How Music Works by John Powell

Filed under: Art,Technical — Randolph @ 8:57 pm

How Music Works by John Powell
This book is a technical book about music, how it works and what it is.  It discusses the physics of music in very non-technical and easy-to-understand terms.  It also covers some of the history, and why things are the way they are.
According to the author, the target audience is everyone, whether a neophyte to music or an aficionado.  I disagree with this assessment.  I found the book interesting, but low in information density and primarily of use to those who haven’t studied much music.

The book does cover all the major details of music.  I also felt the author does a good job of making it understandable. Even though I have studied music, I felt John Powell helped me solidify my understanding of a number of topics.

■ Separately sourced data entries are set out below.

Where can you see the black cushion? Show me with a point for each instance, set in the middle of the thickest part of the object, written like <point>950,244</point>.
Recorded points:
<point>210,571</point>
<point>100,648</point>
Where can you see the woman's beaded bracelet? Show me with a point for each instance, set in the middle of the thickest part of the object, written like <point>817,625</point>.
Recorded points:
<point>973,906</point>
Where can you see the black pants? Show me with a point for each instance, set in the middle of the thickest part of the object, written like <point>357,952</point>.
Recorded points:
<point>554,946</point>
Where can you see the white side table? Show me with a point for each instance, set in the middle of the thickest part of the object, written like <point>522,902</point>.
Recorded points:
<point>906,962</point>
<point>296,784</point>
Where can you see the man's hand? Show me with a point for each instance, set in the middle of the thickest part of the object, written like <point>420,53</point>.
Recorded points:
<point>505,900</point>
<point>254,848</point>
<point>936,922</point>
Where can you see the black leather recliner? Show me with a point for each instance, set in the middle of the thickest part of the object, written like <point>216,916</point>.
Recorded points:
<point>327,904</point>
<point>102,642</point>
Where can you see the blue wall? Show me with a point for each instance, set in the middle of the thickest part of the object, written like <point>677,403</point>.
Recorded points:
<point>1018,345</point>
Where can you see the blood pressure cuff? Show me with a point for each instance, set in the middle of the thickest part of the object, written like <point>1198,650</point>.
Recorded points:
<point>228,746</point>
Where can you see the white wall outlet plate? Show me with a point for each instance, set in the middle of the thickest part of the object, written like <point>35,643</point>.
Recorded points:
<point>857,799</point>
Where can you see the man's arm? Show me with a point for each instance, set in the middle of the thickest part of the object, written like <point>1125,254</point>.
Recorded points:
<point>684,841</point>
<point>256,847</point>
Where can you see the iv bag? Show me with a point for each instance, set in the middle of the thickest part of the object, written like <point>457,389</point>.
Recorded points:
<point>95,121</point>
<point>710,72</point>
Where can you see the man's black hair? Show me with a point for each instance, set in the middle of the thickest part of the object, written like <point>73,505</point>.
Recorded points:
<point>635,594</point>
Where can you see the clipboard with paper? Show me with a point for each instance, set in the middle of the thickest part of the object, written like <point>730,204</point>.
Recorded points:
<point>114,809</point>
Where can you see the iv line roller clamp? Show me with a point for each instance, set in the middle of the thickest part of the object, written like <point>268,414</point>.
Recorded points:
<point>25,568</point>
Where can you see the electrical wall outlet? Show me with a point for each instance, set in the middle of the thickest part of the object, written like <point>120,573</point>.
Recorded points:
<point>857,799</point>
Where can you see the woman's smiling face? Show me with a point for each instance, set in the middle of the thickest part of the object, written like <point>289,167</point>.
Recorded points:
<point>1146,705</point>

John Powell also interjects his humor into the book, making it more palatable for those who already know the information he is covering.  However, I felt he went overboard and could have used a lot less.  At times, it got rather old.

Due to the low density of information, the book is a fairly fast read without sacrificing the ability to retain information.

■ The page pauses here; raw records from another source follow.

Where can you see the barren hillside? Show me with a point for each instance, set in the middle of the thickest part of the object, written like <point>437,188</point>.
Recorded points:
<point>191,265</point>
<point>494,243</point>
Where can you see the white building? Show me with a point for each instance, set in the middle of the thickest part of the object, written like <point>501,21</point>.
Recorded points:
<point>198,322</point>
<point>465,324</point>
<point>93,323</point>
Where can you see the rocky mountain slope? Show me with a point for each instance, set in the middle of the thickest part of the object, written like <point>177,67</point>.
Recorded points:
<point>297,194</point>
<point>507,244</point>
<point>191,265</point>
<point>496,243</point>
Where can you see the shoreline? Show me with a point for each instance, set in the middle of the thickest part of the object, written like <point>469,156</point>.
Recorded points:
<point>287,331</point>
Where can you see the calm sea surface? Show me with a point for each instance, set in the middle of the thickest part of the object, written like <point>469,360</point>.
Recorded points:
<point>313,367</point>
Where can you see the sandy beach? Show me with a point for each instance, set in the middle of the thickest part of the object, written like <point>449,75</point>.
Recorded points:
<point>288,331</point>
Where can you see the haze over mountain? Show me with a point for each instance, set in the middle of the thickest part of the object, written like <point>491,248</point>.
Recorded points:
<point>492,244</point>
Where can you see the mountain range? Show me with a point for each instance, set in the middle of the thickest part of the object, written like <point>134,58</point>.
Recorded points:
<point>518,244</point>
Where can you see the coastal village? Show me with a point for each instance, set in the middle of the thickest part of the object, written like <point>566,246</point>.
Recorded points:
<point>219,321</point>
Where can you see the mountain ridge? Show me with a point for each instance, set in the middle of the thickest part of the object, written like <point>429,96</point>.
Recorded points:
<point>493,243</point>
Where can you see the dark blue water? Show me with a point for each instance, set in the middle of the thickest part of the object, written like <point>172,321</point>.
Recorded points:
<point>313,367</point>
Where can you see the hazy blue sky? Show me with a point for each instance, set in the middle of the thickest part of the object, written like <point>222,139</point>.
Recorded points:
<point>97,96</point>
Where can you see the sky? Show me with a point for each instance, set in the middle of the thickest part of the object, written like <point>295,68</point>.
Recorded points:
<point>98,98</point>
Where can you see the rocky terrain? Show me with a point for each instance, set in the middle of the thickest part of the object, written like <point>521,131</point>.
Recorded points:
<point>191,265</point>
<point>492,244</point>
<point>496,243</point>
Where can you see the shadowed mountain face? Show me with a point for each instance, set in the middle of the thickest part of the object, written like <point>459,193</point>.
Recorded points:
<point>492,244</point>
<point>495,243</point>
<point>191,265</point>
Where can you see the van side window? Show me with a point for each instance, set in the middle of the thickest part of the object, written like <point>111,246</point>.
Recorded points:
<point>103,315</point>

The book also includes a CD.  The CD contains sound tracks that compare different elements of music.  For instance, one of the tracks compares and discusses the sound from a guitar string played from different positions, focusing on the quality and timbre of the sound.  The CD is short, but has a few interesting elements to it.  You will probably listen to it once and forget about it.

If you don’t know much about music, this book would probably be a good place to start.  Otherwise, I don’t think it provides much value.

March 4, 2011

The Lathe of Heaven by Ursula K. Le Guin

Filed under: Science Fiction — Randolph @ 2:51 pm

The Lathe of Heaven by Ursula K. Le Guin
Dr. William Huber is a psychiatrist working in Portland, Oregon in a crowded, polluted, and hot future.

George Orr is a man with bad dreams, and he believes the dreams affect reality. George has been using more than his allotment of pharmaceuticals, so he is sent to Obligatory Therapy under Dr. William Huber.

While George is in Dr. Huber’s care, Dr. Huber is able to see the world change during George’s dreams. He tries to use the ability to manipulate reality. It isn’t clear what is goals are, nor if or even how he should be stopped.

The book was written in 1971 and set in the early 21st century. It doesn’t use much technology, but explores the relationship between Dr. Huber and George Orr. It seemed to be an allegory for the silver bullet that technology is always promising. In this way, Dr. Huber keeps trying to create his version of Utopia, but cannot succeed, as he encounters problems, getting closer at each attempt.

The book is sprinkled with allusions to 1984. It is clear the initial setting is strongly influenced by this work. It was fun watching for what might appear.

The Lathe of Heaven is a short and fairly quick read that can be quite thought provoking.